简体   繁体   English

在 Python 3 中解码十六进制字符串

[英]Decode Hex String in Python 3

In Python 2, converting the hexadecimal form of a string into the corresponding unicode was straightforward:在 Python 2 中,将字符串的十六进制形式转换为相应的 unicode 非常简单:

comments.decode("hex")

where the variable 'comments' is a part of a line in a file (the rest of the line does not need to be converted, as it is represented only in ASCII.其中,变量“评论”是在一个文件中(该行的其余部分的线的部分需要转换,因为它仅在ASCII表示。

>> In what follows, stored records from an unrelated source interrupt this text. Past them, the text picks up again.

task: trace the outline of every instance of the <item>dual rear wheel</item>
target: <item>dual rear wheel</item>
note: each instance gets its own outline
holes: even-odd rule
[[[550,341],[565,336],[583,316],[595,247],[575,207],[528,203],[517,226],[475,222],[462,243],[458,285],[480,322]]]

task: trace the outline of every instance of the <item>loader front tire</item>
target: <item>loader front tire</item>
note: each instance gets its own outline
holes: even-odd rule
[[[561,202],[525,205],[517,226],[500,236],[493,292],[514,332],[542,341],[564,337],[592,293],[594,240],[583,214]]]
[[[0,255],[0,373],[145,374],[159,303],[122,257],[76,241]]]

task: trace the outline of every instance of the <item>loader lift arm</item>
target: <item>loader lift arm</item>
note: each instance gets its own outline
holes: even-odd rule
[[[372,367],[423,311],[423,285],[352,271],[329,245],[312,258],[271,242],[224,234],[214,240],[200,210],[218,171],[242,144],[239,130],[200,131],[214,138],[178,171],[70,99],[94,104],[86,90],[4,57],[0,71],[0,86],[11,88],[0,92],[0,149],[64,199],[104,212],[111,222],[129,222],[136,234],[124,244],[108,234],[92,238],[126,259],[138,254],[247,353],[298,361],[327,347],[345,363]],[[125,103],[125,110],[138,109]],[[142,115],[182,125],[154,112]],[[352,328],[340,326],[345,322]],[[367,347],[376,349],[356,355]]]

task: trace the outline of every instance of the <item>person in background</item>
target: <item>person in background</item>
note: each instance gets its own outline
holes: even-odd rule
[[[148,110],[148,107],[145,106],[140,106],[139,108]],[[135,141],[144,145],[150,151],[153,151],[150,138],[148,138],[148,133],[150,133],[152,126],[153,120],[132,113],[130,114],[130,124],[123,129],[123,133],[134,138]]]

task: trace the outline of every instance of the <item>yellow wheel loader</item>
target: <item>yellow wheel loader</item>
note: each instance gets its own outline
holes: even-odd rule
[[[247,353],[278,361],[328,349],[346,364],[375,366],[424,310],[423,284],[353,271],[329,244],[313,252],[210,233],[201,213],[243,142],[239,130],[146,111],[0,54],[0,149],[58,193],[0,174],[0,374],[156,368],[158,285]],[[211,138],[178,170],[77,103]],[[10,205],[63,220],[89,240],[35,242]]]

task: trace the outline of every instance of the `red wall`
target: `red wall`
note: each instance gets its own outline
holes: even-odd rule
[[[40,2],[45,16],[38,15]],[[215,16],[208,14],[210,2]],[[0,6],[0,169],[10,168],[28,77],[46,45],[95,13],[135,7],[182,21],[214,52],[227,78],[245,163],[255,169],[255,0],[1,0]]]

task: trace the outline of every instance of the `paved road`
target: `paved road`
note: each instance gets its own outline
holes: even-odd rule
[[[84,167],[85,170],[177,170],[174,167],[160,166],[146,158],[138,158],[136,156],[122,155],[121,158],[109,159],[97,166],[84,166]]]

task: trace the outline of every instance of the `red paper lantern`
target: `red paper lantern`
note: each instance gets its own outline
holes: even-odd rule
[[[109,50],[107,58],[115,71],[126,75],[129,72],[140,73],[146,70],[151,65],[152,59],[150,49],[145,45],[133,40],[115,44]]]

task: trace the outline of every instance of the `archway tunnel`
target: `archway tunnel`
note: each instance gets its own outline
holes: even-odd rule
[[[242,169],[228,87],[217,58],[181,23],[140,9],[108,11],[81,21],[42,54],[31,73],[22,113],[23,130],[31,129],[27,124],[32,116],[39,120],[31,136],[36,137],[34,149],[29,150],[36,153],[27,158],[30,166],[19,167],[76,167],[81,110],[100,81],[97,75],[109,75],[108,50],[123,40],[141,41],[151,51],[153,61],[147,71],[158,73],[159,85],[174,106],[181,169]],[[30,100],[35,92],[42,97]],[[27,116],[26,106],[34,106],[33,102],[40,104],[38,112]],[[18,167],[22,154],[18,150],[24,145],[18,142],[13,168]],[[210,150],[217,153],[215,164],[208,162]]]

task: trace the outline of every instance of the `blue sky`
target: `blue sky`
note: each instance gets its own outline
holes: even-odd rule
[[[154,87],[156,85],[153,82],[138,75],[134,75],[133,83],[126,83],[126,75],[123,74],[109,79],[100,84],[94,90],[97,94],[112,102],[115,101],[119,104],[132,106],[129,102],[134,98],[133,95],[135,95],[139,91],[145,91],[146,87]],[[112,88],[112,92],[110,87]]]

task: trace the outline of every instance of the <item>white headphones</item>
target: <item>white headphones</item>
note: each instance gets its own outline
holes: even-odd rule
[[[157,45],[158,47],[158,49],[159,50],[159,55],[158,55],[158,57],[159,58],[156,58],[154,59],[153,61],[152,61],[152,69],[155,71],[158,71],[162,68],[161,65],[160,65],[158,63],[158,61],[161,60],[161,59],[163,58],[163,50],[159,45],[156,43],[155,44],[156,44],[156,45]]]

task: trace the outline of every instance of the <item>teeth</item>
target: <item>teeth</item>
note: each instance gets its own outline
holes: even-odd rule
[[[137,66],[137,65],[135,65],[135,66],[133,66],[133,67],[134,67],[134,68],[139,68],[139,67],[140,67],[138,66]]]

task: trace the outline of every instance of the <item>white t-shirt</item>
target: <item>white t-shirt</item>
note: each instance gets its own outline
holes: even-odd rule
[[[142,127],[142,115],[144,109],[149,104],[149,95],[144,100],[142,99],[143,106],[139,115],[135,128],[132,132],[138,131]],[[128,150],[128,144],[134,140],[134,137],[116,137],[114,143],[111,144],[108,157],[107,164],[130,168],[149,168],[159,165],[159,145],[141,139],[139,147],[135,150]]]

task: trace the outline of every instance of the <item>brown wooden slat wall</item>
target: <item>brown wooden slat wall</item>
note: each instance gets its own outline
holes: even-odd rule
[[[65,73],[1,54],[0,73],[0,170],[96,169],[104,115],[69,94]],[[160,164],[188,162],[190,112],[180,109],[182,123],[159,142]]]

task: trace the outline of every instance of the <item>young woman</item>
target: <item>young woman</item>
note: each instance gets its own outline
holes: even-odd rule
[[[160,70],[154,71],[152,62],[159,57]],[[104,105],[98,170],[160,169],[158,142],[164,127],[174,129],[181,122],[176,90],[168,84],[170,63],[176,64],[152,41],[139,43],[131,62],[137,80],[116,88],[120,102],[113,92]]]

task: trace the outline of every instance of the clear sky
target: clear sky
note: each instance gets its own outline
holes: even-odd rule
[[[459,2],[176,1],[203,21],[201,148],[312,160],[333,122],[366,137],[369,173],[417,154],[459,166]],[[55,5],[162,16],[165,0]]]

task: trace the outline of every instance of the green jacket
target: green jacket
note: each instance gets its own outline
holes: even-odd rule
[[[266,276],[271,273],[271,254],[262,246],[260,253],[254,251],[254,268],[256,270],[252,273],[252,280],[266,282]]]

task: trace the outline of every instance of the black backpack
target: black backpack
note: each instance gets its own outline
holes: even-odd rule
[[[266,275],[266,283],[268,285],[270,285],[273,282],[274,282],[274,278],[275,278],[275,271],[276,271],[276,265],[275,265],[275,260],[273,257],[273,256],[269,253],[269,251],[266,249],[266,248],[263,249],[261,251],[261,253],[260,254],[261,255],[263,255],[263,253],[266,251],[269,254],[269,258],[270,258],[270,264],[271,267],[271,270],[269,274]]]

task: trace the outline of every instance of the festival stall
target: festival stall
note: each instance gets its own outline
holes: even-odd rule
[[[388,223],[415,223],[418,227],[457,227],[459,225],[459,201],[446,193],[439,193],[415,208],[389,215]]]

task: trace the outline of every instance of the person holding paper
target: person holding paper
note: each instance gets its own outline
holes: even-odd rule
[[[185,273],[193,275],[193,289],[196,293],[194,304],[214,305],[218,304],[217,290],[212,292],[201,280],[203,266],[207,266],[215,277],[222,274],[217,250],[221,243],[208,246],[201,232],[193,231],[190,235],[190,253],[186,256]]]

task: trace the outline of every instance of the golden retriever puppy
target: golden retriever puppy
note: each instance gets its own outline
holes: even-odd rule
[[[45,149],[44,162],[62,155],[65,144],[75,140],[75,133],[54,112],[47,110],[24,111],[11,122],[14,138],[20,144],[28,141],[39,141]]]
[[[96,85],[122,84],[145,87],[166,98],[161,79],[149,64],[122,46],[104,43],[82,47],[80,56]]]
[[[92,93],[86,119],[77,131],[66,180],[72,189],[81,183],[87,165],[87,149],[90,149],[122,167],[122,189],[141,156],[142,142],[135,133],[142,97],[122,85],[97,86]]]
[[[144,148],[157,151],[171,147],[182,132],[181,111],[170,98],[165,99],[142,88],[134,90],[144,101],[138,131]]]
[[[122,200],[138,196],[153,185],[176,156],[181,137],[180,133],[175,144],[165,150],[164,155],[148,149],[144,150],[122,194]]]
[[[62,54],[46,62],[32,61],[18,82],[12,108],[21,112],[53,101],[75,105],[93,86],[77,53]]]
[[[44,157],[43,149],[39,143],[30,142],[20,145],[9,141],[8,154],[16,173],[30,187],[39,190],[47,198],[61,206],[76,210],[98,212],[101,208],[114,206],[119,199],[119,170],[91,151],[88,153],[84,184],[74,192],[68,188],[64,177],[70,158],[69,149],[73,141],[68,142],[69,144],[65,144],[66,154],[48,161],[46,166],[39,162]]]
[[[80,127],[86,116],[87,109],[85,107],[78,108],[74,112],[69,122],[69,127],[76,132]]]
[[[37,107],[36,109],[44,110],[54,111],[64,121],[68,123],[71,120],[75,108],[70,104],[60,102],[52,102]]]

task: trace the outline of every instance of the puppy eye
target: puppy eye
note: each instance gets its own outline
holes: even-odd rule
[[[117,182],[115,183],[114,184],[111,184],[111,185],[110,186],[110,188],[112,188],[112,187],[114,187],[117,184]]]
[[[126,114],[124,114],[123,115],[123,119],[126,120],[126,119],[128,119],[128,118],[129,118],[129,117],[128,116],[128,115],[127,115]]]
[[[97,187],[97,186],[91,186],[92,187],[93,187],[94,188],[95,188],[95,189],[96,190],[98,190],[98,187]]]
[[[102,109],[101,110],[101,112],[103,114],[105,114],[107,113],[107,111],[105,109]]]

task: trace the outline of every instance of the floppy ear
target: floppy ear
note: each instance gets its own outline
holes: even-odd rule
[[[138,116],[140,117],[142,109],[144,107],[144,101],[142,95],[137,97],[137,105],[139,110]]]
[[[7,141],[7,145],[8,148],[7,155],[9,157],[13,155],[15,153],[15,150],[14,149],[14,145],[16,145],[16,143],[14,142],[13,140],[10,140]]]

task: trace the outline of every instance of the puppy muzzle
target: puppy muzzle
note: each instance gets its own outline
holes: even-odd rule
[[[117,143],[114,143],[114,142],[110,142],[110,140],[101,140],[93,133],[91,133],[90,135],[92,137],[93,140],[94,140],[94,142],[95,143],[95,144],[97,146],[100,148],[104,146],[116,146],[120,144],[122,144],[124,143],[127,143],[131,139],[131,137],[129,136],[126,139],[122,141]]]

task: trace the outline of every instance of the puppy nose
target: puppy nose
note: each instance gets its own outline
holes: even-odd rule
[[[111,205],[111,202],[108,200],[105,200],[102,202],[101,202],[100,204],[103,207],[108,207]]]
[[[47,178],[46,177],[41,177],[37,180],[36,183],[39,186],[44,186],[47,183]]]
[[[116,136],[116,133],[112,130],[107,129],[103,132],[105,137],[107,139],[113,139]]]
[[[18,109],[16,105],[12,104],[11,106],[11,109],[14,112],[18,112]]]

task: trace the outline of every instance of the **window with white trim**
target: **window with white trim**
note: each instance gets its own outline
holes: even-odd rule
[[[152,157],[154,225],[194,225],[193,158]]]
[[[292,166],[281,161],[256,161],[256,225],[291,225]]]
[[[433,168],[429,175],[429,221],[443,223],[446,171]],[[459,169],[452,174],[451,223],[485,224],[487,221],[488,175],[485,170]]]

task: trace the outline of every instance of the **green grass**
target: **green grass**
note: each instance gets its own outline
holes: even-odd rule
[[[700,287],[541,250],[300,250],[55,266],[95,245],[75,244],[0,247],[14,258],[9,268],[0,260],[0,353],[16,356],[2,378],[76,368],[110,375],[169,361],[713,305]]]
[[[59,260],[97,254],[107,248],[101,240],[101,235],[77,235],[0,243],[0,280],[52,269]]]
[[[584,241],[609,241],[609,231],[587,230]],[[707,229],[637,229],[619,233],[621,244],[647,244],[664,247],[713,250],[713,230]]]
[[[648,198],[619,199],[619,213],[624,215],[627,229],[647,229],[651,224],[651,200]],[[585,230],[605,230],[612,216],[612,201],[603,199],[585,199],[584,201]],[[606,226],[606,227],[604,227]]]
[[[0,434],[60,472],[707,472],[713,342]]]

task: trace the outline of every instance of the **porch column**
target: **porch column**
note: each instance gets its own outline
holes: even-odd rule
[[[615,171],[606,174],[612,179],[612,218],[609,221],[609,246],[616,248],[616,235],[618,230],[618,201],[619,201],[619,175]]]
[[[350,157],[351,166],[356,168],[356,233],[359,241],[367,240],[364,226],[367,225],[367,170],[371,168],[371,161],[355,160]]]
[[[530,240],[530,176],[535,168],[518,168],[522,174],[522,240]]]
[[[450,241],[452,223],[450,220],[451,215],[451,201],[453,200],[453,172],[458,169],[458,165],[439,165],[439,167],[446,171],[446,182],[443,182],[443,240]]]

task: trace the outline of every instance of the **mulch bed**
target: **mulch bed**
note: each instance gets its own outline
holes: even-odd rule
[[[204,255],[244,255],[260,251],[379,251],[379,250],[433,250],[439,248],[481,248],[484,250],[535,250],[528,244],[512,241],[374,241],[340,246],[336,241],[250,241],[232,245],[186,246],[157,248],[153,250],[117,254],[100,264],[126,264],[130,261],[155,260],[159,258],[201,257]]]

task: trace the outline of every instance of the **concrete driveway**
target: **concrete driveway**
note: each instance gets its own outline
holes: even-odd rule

Now in Python 3, however, this doesn't work (I assume because of the bytes/string vs. string/unicode switch. I feel like there should be a one-liner in Python 3 to do the same thing, rather than reading the entire line as a series of bytes (which I don't want to do) and then converting each part of the line separately. If it's possible, I'd like to read the entire line as a unicode string (because the rest of the line is in unicode) and only convert this one part from a hexadecimal representation.然而,现在在 Python 3 中,这不起作用(我假设是因为字节/字符串与字符串/unicode 开关。我觉得 Python 3 中应该有一个单行代码来做同样的事情,而不是阅读整行作为一系列字节(我不想这样做),然后分别转换行的每一部分。如果可能,我想将整行作为 unicode 字符串读取(因为其余的该行是 unicode),并且只从十六进制表示转换这一部分。

Something like:就像是:

>>> bytes.fromhex('4a4b4c').decode('utf-8')
'JKL'

Just put the actual encoding you are using.只需输入您正在使用的实际编码即可。

import codecs

decode_hex = codecs.getdecoder("hex_codec")

# for an array
msgs = [decode_hex(msg)[0] for msg in msgs]

# for a string
string = decode_hex(string)[0]

The answers from @unbeli and @Niklas are good, but @unbeli's answer does not work for all hex strings and it is desirable to do the decoding without importing an extra library (codecs). @unbeli 和 @Niklas 的答案很好,但 @unbeli 的答案不适用于所有十六进制字符串,最好在不导入额外库(编解码器)的情况下进行解码。 The following should work (but will not be very efficient for large strings):以下应该有效(但对于大字符串不会很有效):

>>> result = bytes.fromhex((lambda s: ("%s%s00" * (len(s)//2)) % tuple(s))('4a82fdfeff00')).decode('utf-16-le')
>>> result == '\x4a\x82\xfd\xfe\xff\x00'
True

Basically, it works around having invalid utf-8 bytes by padding with zeros and decoding as utf-16.基本上,它通过用零填充并解码为 utf-16 来解决无效的 utf-8 字节。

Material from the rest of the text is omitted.